After an initial three-month pilot phase and subsequent approval by an international panel of scientists, UK Biobank has announced it will start collecting physical samples and health information by the end of 2006.
By the end of 2010, the Biobank project, based in Cheshire, England, is slated to have collected about 10 million samples of blood and urine from a half-million people and will conduct continuing health information evaluations.
If this goal is reached, the project will have included about 1 percent of the British population.
UK Biobank will gather and store medical data and material to allow researchers to study in depth how the complex interplay of genes, lifestyle and environment affects the risk of disease. It is the first time that a project like this has been attempted at this level of detail and on such a vast scale.
Over the course of the recruitment period, there will be around 35 sample collection centers in England, Scotland and Wales, each open for about six months.
The centers will be located in areas where there are about 150,000 men and women aged 40-69 living within about 10 miles. People in the target population will be mailed invitations to participate. The initial pilot phase involved 3,800 participants.

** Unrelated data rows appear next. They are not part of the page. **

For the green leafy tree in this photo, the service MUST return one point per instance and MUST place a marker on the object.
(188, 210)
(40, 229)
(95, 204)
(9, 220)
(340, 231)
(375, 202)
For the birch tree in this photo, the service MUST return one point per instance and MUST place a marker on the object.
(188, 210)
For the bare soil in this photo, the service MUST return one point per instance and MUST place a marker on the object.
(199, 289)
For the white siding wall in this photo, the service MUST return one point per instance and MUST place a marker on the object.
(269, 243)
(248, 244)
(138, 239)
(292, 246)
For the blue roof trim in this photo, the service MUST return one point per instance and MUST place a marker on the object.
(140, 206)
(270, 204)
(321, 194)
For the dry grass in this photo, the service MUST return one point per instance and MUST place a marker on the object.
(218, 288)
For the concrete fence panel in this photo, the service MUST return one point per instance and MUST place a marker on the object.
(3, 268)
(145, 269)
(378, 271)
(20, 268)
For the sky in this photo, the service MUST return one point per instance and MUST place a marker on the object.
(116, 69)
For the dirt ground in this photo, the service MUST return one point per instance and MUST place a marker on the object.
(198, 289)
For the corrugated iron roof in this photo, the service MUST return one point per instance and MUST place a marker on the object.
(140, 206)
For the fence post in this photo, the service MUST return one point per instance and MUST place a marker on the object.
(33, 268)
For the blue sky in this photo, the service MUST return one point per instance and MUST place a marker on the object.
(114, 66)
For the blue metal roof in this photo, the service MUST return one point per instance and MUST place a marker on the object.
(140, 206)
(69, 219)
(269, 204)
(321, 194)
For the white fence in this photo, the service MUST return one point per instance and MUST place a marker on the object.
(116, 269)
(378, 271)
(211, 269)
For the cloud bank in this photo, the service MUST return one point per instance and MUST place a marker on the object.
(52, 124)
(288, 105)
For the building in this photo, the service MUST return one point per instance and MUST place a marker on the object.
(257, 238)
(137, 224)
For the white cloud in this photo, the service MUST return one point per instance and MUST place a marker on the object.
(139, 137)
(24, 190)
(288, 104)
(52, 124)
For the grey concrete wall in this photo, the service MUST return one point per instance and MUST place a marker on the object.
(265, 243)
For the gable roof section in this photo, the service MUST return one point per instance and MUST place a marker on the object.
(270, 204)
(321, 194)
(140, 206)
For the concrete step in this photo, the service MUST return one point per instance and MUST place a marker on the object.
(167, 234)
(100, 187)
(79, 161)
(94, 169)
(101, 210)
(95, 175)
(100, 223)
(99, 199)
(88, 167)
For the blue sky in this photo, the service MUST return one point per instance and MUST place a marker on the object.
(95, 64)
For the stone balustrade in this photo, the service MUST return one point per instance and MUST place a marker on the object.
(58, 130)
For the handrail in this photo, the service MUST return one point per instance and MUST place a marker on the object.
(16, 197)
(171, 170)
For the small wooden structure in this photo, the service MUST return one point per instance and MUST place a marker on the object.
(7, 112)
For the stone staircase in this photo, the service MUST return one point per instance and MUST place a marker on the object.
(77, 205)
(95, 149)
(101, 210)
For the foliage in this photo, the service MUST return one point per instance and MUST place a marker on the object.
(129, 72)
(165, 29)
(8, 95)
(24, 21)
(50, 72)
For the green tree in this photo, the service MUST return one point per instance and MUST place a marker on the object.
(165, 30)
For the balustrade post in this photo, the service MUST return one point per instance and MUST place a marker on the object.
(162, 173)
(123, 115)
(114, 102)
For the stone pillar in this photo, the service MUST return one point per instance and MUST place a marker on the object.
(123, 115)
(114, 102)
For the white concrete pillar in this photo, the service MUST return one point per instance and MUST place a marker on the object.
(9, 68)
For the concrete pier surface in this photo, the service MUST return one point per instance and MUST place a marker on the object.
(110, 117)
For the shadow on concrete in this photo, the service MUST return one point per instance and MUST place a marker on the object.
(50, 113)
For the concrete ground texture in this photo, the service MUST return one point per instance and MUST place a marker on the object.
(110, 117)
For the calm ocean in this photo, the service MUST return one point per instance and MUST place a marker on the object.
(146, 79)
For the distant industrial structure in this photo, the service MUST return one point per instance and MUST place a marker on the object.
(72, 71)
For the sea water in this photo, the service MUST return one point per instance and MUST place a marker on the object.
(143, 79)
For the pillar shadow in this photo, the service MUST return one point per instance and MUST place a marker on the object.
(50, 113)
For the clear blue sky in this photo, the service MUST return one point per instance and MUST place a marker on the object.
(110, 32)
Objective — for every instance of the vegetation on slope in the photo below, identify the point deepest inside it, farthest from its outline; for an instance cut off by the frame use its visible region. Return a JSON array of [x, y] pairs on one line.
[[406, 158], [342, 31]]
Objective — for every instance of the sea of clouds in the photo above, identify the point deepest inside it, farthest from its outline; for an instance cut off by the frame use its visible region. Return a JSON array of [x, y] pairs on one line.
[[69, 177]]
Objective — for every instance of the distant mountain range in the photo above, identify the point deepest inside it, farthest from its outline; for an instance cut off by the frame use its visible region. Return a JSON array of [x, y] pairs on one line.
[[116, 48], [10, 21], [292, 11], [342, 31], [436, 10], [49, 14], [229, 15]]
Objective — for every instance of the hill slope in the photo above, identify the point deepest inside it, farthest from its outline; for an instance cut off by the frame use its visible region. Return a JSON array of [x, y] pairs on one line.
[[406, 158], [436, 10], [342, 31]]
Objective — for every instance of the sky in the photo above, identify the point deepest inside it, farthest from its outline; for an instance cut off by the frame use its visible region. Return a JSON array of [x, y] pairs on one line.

The $115 million project is being funded by the Medical Research Council, the Wellcome Trust, the UK Department of Health, the Scottish Executive and the Northwest Regional Development Agency. It has been subjected to rigorous scrutiny by an independent international review panel set up by the funding agencies.
“The idea of establishing a large national blood-based cohort was first proposed in 1999, with a provisional decision to support it made by the funders in 2002,” according to the UK Biobank news release.
In its report, the evaluating panel concluded, “UK Biobank has the potential, in ways that are not currently available elsewhere, to support a wide range of research, particularly investigations into complex interactions of various exposures, including genetic and lifestyle factors in the pathways to disease and health.”